The spot and stalk hunter can quickly throw out camouflage netting to aid in concealment. The netting is available in numerous camo patterns and is easily attached to trees, brush or cactus. Netting is easily rolled up and adds little to no weight to a hunters pack. It is the most light-weight packable blind of them all.
Portable blinds are valuable when setting up along game trails.
The use of blinds has advanced significantly over the years. We have ground blinds that can be popped up in a matter of seconds. Modern ground blinds make little to no noise as they take shape, forming a residence for the day. Portable blinds are available with vents, windows and shoot-through screens in them. The camouflage patterns are designed to blend perfectly with the surroundings.

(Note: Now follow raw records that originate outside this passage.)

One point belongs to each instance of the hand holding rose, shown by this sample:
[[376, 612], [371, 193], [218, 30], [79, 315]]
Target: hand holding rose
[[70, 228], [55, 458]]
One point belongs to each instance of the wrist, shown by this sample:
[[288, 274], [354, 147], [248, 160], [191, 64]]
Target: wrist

Ground blinds can come in handy when there are no trees around to sufficiently hold a tree-stand. A hunter can use a portable ground blind in order to move from one field to another. They can also use a stationary ground or elevated box blind. Box blinds generally are not moved as easy to move.
A box blind is similar to a room that is set out in the hunting area. Some box blinds are home made, but they can also be purchased pre-manufactured. Premade box blinds may be constructed of synthetic, aluminum and wood or plywood materials. They can either be placed on the ground or elevated on stilts. An elevated box blind gives the shooter the benefit of a larger range of view as well as a downward trajectory of shots fired.
There are numerous advantages to using a ground blind or box blind. Ground and box blinds can aid in keeping a hunter’s scent in. Ground blinds can aid in protecting the hunter from the wind and box blinds may be insulated which will add warmth on a frigid winter morning. Blinds will protect you from rain, snow, sleet and hail. A box blind may withstand the elements for durations longer than canvas blinds.
Nature blinds are great for hunting and for “To Kill a Mockingbird” plays!
Some blinds are designed with a realistic look to them. They may be made in the shape of hay bales, tree trunks or logs. They are made of various materials including burlap, wire, polyurethane and carpet. These blinds can turn the tables and fool even the savviest animals.
Realistic blinds vary in size and thus the number of hunters or camera crew that will fit inside. Some are insulated and have carpet. Most have stationary shooting windows so they will have to be situated with prime shooting lanes in mind. Many of these blinds weigh in excess of a few hundred pounds. A hunter will need a means, ATV, tractor or other device, to haul the natural blind out to a hunting site. Once the larger natural blinds are situated, the hunter won’t have to worry about animals knocking down, tipping it over or roll it easily.
As with all hunting methods, when you choose a blind, you need to practice. Take the time to shoot from the blind before the hunt. Practice drawing your bow or moving you gun. Swing from one window to another so you are familiar with varying window heights or sizes. You might need to practice shooting standing, kneeling or sitting.
Ultimately hunters use blinds to conceal or camouflage themselves. The blind that is chosen will vary depending on the layout of the land, hunting scenario and budget. The blinds mentioned above range in price from relatively nothing to thousands of dollars. No matter the method you choose as your hunting concealment, always remember to be safe, make ethical harvests and have fun.